Verschlüsselt – aber nicht sicher
Von Gerrit Hoekman
Die vor zehn Jahren gegründete Amsterdamer Firma Zivver bietet digitale Systeme zur Übertragung sensibler Daten und Informationen per E-Mail, Chat und Videos an. Wegen der vermeintlich hohen Sicherheit wird Zivver unter anderem in Belgien, Deutschland, Großbritannien und den Niederlanden von Gerichten, Krankenhäusern oder Einwanderungsbehörden genutzt. Im Juni wurde Zivver an das US-Unternehmen Kiteworks verkauft. Ein Deal mit Tücken.
Follow the Money (Folge dem Geld), ein unabhängiges Netzwerk investigativer niederländischer Journalistinnen und Journalisten, berichtete am vergangenen Donnerstag, das Management von Kiteworks bestehe aus ehemaligen Cyberspezialisten der israelischen Armee. Kiteworks-CEO Jonathan Yaron sei früher für die Eliteeinheit 8200 tätig gewesen, ebenso wie andere Führungskräfte, so Follow the Money. Sie alle seien »Asse im Abhören und Knacken verschlüsselter Kommunikationssysteme«.
Das heißt natürlich nicht, dass alle diese Veteranen Informationen direkt nach Tel Aviv weiterleiten, aber die schiere Zahl ehemaliger israelischer Agenten bei Kiteworks ist schon beunruhigend. Und diese »Topleute« erhalten nun Zugriff auf vertrauliche Daten europäischer Bürgerinnen und Bürger. Denn »obwohl Zivver behauptet, diese Dokumente seien verschlüsselt, zeigt eine Untersuchung von Follow the Money, dass das Unternehmen deren Inhalt lesen kann«. Zivver habe das gegenüber dem Journalistennetzwerk auch bestätigt, »betonte jedoch, dass es keinen Zugriff auf die von den Kunden verwendeten Verschlüsselungsschlüssel habe und daher keine Daten an US-Behörden weitergeben könne«.
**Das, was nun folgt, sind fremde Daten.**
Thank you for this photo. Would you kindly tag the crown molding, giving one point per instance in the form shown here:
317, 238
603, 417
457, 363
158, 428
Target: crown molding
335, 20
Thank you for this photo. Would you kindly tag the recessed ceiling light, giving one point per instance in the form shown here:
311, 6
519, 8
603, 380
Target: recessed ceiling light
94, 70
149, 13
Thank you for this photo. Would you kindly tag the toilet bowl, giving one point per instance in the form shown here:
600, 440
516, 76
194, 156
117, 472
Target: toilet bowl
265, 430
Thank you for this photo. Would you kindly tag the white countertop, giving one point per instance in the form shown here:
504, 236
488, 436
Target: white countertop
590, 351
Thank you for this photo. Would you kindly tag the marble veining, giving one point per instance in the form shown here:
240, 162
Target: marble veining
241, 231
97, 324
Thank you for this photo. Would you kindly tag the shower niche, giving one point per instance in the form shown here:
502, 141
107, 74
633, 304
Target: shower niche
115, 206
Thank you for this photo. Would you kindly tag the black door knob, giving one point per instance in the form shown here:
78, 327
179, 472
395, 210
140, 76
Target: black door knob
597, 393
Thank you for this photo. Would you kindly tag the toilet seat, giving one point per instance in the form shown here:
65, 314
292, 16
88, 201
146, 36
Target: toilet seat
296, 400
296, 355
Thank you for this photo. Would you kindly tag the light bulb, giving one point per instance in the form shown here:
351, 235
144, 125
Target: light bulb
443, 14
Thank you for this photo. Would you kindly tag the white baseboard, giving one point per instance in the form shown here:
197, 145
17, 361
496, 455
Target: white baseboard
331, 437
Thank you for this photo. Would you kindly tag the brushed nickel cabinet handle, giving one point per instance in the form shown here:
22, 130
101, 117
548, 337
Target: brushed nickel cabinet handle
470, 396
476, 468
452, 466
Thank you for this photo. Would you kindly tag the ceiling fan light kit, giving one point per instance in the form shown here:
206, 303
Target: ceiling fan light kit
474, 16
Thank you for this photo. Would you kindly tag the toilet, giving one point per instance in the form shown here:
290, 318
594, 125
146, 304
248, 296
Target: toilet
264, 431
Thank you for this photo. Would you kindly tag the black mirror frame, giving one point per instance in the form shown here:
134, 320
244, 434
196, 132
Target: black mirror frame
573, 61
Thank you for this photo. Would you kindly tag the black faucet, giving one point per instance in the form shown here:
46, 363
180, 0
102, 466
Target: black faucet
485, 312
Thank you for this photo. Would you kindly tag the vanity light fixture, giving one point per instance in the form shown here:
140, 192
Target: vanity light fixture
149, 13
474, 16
Nach dem Verkauf von Zivver unterliegen diese Informationen aber dem US-Recht und werden neuerdings von einem Unternehmen mit gut dokumentierten Verbindungen zum israelischen Geheimdienst überwacht. Das bedeutet: Sollten US-Behörden an den Daten interessiert sein, wäre Zivver gesetzlich verpflichtet, sie weiterzugeben, warnt Follow the Money. »Bei dieser Übernahme hätten alle Warnflaggen hochgehen müssen«, sagte Geheimdienstexperte Hugo Vijver, ein ehemaliger Beamter des niederländischen Geheimdienstes AIVD, gegenüber dem investigativen Netzwerk. Er und andere Fachleute fragen sich, warum der Verkauf von Zivver ohne Bedenken der EU-Behörden vonstatten gehen konnte.
Gründe, den Verkauf zu stoppen, gab es genug: In den Niederlanden wird Zivver unter anderem von Gerichten und Anwälten verwendet, um vertrauliche Dokumente zu versenden. Bei Prozessen mit politischem Hintergrund oder wenn es um Drogenkriminalität geht, könnten die USA durchaus darauf aus sein, »Mäuschen zu spielen«. Auch die niederländische Einwanderungsbehörde nutzt Zivver. In Belgien und Deutschland sind große Krankenhäuser Kunden.
Ferner: »Auf Anfrage von Follow the Money gaben mehrere Regierungsbehörden an, dass die niederländische Herkunft des Unternehmens ein wichtiger Faktor für ihre Entscheidung für Zivver gewesen sei«, so das Journalistennetzwerk. »Außerdem spielte die Tatsache, dass die über Zivver übertragenen Daten auf Servern in Europa gespeichert wurden, eine Rolle bei ihrer Entscheidung.«
Nach dem Verkauf von Zivver in die USA und angesichts der fast allumfassenden Kontrolle, die große US-amerikanische Techunternehmen bereits heute über unsere Kommunikation im Internet haben, empfiehlt der niederländische Experte Bert Hubert bei Follow the Money sarkastisch den Umstieg auf eine fast vergessene analoge Technik: »Wenn Sie etwas Vertrauliches mit einem Gericht oder einer Regierung teilen möchten, sollten Sie eine Schreibmaschine verwenden. Das ist so ziemlich alles, was uns noch bleibt.« Am besten eine mechanische, möchte man hinzufügen.